I mean come on la MOTHER. The actual fact that is really making me depressed is because the word that i hear daily from you from the past 2 years were STUDY.
"Why you not studying?"
"Why you wasting time and not studying?"
blah blah blah. really. in actual fact, out of the 365 days in my year, almost everyday, there are only two things my mom actually TALKS about.
1) studying and everything else inter-related.
2) nothing.

in my big big big memory, i can only recall ONE day, which was the day we went out to buy my christmas presents and her loads of other presents, that we actually talked about something different. i really really don't understand what is happening with her. Is it menopause or what shit man. There isn't anything that i can tell her anymore.

Nowadays, i feel damn tired but she restricts me from having naps or whatever. She tells me not to waste time sleeping but to study. if she see's me not studying, she will get angry. i really really don't know why. I can't even watch tv for half an hour or do something else that isn't related to school in peace. if she catches me, her face will turn really black if she was in a good mood previously, or she will just go crazy.

Seriously, what is really the point in actually FORCING me to STUDY every single second of my free time in the day. If that were really the point, the whole world would have died. I AM A FRIGGING TEENAGER. I HAVE A LIFE UNLIKE YOU AND YOUR TV REMOTE. OMG. WHAT THE HELL.

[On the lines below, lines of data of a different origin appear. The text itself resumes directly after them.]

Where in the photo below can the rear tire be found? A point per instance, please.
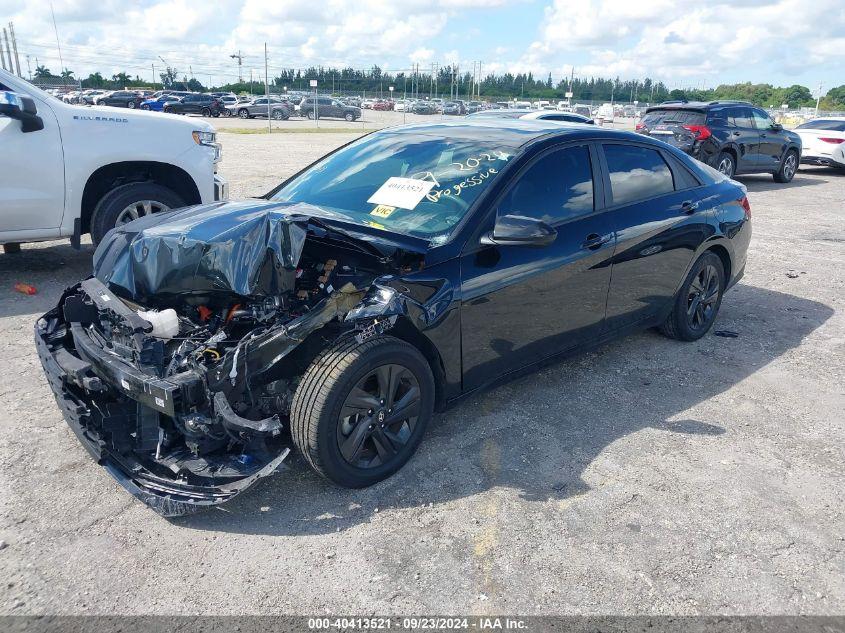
(112, 206)
(726, 164)
(697, 303)
(787, 168)
(341, 380)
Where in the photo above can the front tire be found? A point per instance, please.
(130, 202)
(787, 168)
(697, 302)
(361, 409)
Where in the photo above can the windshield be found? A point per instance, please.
(409, 182)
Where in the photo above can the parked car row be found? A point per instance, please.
(734, 137)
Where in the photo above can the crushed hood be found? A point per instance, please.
(248, 248)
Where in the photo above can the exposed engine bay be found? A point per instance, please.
(171, 372)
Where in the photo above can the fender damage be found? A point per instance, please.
(192, 417)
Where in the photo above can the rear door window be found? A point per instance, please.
(762, 121)
(740, 117)
(636, 173)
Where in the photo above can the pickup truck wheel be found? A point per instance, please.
(130, 202)
(361, 409)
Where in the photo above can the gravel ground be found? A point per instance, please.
(647, 477)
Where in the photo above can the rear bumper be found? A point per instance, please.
(823, 161)
(106, 406)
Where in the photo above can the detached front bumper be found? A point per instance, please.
(106, 403)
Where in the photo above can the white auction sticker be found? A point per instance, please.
(404, 193)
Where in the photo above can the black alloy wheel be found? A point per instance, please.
(378, 417)
(697, 302)
(361, 409)
(702, 295)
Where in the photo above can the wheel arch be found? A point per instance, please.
(107, 177)
(404, 330)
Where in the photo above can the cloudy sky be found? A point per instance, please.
(683, 42)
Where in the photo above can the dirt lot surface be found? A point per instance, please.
(649, 476)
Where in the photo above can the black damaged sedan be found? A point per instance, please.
(405, 270)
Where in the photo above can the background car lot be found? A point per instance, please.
(644, 477)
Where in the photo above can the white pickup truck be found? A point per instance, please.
(67, 170)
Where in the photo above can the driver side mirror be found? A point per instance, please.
(519, 230)
(22, 109)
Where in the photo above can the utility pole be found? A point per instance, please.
(267, 91)
(15, 48)
(240, 59)
(8, 52)
(56, 30)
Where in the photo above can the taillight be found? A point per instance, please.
(701, 132)
(746, 206)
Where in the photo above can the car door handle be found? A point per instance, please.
(594, 241)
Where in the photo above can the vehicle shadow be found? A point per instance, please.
(539, 434)
(49, 269)
(765, 182)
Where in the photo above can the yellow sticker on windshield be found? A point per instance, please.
(382, 211)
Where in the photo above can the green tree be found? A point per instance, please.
(836, 96)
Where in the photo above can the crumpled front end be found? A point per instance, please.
(176, 368)
(146, 431)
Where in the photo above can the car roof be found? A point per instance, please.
(697, 105)
(513, 132)
(536, 114)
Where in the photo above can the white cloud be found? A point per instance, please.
(688, 38)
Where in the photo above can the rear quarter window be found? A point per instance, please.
(681, 117)
(823, 124)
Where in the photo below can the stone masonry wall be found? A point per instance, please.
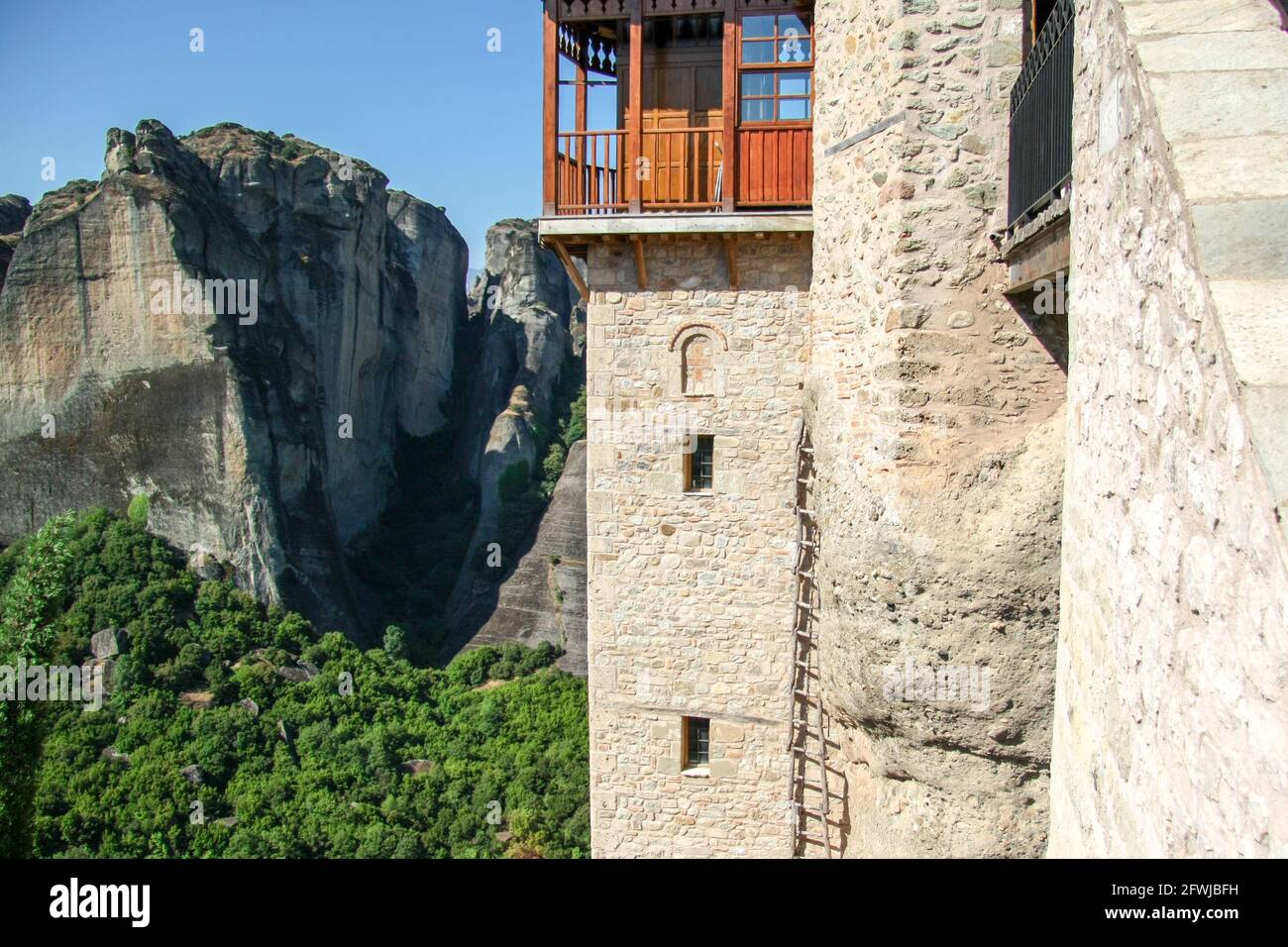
(690, 595)
(1171, 733)
(936, 416)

So what now. The only thing she looks for are the mixture of alphabets and numbers that are posted on a single piece of rotten paper every end of the year which actually decides her mood for the next rest of the year.And if things don't go her way, everything else screws up.
That day she asked me what i was planning to do after O's. I told her i was considering Poly and her face changed, yet again. She asked me why i dont want to go JC. what the fuck -.- as if poly is of lower standards compared to JC's. Please, old timers,. Urgh.

And if all wasn't enough, look at my supposedly ROLE MODEL IN MY LIFE mom. She smokes, drinks, goes partying and clubbing, gossips, swears, have mood swings, slacks at home watching numerous hours of drama, and other worst things that shouldnt actually be here on a blog. but who cares, fuck my ass.

I'm not asking for the sympathy of anyone. neither am i asking for any opinions, comments or whatsoever. I'm just here to lament and actually blog about how i feel so yeah. everyone relax please.

so someone please get me out of this place for a moment.